My paternal grandparents came from Hui’ An, Fujian. Isolated from the mainland, Hui’ An still retains characteristics of a minority group in China: the women’s clothing are unique and more reminiscent of clothing from Indo-China. The Hui’ An people are nominally Han Chinese. They are a coastal people, fishing and harvesting/farming oysters as part of their livelihood. At the same time, the women folk work at granite mines. Still deeply patriarchal, Hui’An society has women working at the coast and at the workshops while men idle away at tea houses. As a result, the women are tough, resilient and innovative.
I saw these traits in my grandmother who single-handedly brought up ten children while my grandfather worked as a truck driver. She worked as a hawker, cooking beef noodles (with her unique recipes), rearing pigs (after World War II) and then becoming a housewife. She never gave up. Life, then, was poor. They were simply living from day to day. Somehow, they managed to send my dad to university.
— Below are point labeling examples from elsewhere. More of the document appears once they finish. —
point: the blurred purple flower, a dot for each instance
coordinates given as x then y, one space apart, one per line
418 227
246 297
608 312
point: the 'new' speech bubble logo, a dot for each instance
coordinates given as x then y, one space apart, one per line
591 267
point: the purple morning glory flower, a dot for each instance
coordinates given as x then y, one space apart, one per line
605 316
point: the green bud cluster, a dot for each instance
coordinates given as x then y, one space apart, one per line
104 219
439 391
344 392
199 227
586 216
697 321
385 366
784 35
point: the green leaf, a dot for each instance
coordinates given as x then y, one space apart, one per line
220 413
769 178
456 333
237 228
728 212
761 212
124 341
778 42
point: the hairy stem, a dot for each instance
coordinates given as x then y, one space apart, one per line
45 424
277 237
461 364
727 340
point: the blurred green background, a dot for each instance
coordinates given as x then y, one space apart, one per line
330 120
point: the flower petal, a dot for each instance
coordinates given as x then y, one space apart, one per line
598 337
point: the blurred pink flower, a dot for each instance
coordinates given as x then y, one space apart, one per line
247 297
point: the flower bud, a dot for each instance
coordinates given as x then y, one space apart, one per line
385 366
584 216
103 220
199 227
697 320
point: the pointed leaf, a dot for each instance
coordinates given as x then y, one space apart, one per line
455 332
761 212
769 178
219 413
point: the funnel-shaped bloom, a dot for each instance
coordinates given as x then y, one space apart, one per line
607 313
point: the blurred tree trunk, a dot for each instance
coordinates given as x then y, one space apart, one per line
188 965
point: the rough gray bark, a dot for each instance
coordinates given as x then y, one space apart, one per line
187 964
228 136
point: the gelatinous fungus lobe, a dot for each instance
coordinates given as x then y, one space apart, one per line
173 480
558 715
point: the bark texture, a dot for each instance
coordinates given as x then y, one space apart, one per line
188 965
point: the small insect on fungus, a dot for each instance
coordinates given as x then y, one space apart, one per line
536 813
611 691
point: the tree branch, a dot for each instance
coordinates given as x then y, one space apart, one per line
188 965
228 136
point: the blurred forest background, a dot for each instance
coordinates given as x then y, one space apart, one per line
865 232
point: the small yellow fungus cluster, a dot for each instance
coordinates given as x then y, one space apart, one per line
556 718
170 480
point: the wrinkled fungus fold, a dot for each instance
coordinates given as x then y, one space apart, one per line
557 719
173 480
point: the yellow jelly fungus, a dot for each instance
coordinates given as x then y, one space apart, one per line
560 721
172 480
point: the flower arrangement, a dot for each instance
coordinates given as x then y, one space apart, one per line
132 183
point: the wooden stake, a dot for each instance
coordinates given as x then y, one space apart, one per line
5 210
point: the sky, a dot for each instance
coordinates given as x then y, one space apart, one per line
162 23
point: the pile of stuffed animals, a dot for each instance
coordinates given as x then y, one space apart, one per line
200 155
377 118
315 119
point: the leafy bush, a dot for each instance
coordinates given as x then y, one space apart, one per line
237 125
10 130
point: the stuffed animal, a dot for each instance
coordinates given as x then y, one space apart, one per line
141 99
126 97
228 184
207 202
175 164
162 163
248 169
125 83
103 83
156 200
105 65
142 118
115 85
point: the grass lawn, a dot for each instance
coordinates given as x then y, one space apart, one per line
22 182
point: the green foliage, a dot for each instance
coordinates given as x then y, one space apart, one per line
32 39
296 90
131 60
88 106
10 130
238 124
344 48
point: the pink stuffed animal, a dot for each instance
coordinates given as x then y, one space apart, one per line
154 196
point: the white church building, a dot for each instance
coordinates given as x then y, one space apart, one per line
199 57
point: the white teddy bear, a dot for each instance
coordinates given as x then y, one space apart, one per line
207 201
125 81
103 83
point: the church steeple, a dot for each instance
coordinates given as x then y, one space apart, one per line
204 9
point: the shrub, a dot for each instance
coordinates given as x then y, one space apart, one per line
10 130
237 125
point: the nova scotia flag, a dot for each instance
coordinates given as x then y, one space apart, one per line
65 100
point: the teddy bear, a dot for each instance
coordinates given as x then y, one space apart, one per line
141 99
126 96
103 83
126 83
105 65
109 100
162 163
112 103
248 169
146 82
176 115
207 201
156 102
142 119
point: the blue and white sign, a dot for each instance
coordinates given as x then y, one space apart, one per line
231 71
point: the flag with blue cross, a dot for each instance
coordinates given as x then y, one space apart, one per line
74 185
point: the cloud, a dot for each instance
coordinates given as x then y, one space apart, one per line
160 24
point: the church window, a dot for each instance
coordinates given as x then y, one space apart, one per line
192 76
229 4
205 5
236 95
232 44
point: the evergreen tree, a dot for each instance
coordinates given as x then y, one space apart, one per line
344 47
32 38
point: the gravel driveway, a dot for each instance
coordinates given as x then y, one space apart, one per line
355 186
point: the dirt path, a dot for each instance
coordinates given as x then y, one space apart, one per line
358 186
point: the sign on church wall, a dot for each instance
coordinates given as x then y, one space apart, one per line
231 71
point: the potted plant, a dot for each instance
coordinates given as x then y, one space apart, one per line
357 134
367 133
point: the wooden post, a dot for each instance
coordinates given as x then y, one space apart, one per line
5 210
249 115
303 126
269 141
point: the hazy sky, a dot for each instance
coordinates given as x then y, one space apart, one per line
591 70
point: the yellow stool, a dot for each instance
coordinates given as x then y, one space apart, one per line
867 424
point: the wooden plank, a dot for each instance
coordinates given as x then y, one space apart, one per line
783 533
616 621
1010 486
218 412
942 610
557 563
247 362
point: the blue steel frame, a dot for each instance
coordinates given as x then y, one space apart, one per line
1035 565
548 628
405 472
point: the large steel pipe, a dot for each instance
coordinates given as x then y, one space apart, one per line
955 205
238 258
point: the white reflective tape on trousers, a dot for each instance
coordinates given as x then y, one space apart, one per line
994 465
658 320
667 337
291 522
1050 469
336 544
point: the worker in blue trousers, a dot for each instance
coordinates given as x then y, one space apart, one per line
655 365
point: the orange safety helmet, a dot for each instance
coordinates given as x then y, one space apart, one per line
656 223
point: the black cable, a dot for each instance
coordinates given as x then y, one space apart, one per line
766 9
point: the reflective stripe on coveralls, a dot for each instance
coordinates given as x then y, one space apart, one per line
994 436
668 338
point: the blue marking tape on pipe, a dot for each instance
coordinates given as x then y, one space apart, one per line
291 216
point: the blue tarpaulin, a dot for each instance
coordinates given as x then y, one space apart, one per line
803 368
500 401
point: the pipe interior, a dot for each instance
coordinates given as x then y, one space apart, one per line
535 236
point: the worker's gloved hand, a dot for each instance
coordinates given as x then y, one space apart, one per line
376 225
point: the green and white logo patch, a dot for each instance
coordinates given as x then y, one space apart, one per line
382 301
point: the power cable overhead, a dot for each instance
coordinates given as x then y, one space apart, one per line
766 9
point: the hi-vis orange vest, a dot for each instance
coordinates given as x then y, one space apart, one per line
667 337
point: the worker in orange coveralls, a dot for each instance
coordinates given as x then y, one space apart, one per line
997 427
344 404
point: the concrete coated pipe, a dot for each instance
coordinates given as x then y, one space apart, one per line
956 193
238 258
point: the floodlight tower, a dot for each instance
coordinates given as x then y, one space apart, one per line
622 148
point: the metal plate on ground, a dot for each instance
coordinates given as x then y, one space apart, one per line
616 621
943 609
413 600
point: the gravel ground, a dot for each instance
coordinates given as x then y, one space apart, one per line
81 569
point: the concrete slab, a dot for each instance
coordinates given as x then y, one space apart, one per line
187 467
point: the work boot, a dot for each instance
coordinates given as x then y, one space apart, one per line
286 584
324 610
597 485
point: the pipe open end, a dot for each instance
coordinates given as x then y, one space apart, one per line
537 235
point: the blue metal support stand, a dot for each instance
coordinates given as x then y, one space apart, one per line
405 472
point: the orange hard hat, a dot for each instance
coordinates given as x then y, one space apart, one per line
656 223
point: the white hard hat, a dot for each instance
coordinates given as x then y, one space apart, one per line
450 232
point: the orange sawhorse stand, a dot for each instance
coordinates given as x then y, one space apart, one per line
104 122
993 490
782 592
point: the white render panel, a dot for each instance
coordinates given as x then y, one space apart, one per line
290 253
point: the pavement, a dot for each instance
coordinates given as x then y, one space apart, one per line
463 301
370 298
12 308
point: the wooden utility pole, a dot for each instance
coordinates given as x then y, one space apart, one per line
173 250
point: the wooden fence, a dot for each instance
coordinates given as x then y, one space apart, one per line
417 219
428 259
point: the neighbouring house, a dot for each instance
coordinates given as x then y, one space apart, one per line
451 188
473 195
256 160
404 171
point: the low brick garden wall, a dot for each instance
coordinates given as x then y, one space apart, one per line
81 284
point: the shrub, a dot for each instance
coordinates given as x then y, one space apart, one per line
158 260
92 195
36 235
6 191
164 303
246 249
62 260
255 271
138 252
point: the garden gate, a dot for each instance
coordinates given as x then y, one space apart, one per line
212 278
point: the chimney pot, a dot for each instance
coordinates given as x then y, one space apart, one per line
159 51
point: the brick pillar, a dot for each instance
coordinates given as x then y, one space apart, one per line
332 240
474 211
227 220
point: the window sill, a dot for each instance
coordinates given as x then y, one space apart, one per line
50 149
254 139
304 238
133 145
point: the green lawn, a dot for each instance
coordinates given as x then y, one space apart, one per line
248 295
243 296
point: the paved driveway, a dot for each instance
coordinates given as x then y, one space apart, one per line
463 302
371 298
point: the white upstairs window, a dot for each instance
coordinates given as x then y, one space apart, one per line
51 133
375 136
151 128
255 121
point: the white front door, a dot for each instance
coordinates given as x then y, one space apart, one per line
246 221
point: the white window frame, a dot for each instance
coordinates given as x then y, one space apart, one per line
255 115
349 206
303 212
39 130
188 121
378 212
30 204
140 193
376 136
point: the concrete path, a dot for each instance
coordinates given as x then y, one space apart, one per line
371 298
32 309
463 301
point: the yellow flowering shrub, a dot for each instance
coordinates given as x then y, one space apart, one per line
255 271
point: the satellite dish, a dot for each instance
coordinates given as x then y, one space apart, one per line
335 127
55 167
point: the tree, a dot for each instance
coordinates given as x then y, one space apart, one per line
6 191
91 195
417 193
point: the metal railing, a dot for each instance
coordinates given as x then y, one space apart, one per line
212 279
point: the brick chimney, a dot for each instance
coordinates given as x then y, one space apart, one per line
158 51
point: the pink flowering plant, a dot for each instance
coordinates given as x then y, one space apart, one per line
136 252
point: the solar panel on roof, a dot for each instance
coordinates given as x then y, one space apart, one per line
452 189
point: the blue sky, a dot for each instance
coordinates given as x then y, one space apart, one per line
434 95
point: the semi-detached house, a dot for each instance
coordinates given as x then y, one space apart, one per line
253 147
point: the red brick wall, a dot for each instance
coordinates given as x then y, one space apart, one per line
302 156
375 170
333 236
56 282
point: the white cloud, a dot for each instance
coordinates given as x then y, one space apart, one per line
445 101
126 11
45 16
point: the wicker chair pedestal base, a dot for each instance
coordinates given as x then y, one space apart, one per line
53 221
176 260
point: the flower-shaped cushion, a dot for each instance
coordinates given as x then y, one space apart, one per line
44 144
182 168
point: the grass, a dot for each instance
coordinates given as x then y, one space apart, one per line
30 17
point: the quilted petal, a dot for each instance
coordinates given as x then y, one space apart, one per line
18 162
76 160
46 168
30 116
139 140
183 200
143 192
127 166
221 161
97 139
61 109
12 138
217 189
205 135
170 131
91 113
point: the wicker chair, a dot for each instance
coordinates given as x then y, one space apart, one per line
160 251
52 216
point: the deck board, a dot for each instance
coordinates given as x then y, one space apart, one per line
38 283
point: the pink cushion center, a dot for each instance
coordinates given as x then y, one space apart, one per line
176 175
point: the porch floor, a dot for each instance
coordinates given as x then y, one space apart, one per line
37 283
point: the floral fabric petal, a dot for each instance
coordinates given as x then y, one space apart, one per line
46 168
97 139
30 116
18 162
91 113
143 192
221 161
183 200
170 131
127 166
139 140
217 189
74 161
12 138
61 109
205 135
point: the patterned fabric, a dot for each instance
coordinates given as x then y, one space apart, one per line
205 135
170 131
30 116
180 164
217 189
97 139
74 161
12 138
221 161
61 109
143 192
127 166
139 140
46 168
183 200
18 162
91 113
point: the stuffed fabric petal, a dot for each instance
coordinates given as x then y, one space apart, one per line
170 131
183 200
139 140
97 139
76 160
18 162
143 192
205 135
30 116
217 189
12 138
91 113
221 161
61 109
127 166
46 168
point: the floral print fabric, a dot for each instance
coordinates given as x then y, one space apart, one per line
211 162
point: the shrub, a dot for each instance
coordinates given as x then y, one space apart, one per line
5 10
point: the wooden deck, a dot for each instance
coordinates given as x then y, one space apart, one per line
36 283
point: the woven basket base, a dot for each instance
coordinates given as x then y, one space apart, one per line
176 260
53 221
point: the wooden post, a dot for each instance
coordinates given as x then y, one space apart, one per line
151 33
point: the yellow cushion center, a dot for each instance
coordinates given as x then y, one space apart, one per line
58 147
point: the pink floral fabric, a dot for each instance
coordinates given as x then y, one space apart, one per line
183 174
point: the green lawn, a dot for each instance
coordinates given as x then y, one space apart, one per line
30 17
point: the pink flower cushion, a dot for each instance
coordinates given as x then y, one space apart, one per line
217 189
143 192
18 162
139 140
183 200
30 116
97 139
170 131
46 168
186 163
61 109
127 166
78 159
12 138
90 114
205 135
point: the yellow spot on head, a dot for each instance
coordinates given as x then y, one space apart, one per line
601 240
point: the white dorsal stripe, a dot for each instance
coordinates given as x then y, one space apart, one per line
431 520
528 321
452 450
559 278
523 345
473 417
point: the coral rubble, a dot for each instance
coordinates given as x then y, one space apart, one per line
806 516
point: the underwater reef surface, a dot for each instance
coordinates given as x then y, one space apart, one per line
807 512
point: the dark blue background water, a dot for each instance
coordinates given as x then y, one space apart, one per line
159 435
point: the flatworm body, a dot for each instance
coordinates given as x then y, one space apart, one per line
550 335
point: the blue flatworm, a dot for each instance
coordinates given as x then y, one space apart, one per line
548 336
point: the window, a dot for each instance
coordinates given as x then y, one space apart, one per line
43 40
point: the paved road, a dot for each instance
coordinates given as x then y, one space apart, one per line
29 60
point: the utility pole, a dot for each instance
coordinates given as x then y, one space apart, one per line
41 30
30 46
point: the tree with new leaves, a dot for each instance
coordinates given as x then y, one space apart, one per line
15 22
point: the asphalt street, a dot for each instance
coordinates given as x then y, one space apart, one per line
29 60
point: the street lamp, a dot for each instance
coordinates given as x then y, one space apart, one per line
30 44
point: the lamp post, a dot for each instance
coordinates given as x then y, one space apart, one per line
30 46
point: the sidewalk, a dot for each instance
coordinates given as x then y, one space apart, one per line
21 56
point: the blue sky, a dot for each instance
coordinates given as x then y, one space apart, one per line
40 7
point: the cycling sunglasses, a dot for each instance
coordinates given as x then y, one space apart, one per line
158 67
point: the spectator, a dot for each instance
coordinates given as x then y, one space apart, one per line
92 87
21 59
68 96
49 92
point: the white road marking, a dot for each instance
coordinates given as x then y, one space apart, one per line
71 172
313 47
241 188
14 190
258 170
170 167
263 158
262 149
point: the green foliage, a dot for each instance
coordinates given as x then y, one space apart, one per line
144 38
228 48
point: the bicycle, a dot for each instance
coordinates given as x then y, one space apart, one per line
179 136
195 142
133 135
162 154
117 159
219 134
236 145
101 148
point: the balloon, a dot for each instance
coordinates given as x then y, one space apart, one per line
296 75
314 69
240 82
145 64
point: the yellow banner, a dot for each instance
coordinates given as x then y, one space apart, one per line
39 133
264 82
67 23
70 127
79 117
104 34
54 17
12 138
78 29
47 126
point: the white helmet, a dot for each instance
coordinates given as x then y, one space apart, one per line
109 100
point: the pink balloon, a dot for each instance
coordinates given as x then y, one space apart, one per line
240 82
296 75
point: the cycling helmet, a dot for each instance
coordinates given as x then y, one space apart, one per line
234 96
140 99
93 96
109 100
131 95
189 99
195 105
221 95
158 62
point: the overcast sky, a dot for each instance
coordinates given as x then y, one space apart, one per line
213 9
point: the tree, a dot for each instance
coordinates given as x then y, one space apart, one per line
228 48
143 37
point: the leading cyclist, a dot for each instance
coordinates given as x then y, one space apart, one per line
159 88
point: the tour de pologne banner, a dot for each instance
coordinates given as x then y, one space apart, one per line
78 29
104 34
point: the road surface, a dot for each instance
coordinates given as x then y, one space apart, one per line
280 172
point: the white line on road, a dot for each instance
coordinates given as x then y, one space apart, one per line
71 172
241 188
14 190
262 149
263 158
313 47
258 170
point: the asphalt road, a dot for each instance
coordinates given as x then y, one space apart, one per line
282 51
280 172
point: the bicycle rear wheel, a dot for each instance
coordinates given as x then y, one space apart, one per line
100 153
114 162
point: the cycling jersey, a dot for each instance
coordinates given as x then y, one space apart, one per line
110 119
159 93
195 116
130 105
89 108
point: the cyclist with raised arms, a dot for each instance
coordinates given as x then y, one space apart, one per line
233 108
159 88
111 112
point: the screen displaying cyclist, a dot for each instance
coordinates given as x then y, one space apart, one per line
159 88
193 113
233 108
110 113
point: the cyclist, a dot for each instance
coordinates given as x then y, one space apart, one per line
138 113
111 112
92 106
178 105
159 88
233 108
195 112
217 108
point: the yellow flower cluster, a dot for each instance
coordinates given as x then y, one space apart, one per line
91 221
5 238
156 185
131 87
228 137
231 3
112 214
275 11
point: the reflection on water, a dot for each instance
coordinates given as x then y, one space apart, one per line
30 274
When it comes to my writing, especially in my young adult stories set in the Oysters, Pearls and Magic world, I find myself writing about her: my great grandmother. Perhaps she is talking to me unconsciously. Perhaps I am also looking for my roots, my heritage. Before I read more about the Hui’ An people, I wrote about a people, descended from Earth colonists, whose women were called “Daughters of the Sea”. They farmed oysters, the women doing most of the work. Then one day, I chanced upon an article about the Hui’ An women who call themselves “Daughters of the Sea”. Imagine the shivers up my back when I read that. More so when it came to the oysters. More synchronicity happened in Path of Kindness, when the character becomes a herbalist and physician. All this before I knew more about my great grandmother. They have been part of me all the time.
These experiences teach me that, as diasporic Chinese, we are constantly seeking, searching and piecing together the memories (ancestral and recent) that make up what we know about our ancestors. My grandparents hailed from Guangzhou, Fujian and Shanghai. My paternal grandmother’s family had already settled in Singapore for a couple of generations before she met my Shanghainese grandfather. Writing for me is a journey, a journey of “Who am I?” and “What am I?”.
How do all these add up to my writing in genre? My ancestors’ voices are real. They will come forth in my fiction. I write because I remember them. I write because I remember them and hope that the memories continue.
So, gentle readers, how do you listen to your ancestors? What would you do?